As researchers push to gain further insight into extracellular vesicles (EVs), the characterization of EVs remain a growing topic. EVs extracted from body fluids are typically accompanied by non-EV components creating a diverse and heterogeneous system that poses significant challenges for analytical characterisation. The tetraspanins are integral trans-membrane proteins intricately involved in various aspects of extracellular vesicle biology. They are often considered as the most accessible biomarkers for research due to their high abundance on the surface of many EV subsets. They are often utilised in EV profiling and as specific exosome markers, hence the ability to detect these biomarkers holds considerable importance in EV research. The protocols for carrying out such a measurement can be challenging because there are multiple variables that are required to be investigated and optimised.

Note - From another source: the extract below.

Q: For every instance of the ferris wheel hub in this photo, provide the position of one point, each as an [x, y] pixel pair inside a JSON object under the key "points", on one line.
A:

In this study, we have conducted comprehensive labelling methods on urine-derived EVs employing three different labelling strategies. Firstly, we successfully recognised membrane-labeled EVs with CMO™ and ExoGlow™ in order to recognise EVs, without affecting their original size and concentration. Secondly, the presence of all three tetraspanin biomarkers (CD9, CD63 and CD81) was measured for decoding EV´s personality. Last but not least, RNA was successfully labeled with Quant-iT RiboGreen™ for discovering EVs secrets without destroying the EVs.
A range of fluorescent dyes and fluorescent antibodies were used in this study including: CellMask™ Orange (CMO), ExoGlow™, Alexa Fluor™ 488 anti-human CD9, CD63, CD81 Antibody, Qant-iT™RiboGreen.
Here we demonstrate that while the EXODUS system addresses key challenges in exosome isolation by providing a reliable, scalable, and reproducible solution, the new NanoSight Pro NTA instrument with a specialised fluorescence mode achieved rapid characterisation to validate and identify EVs and their subpopulations which is crucial for advancing EV research.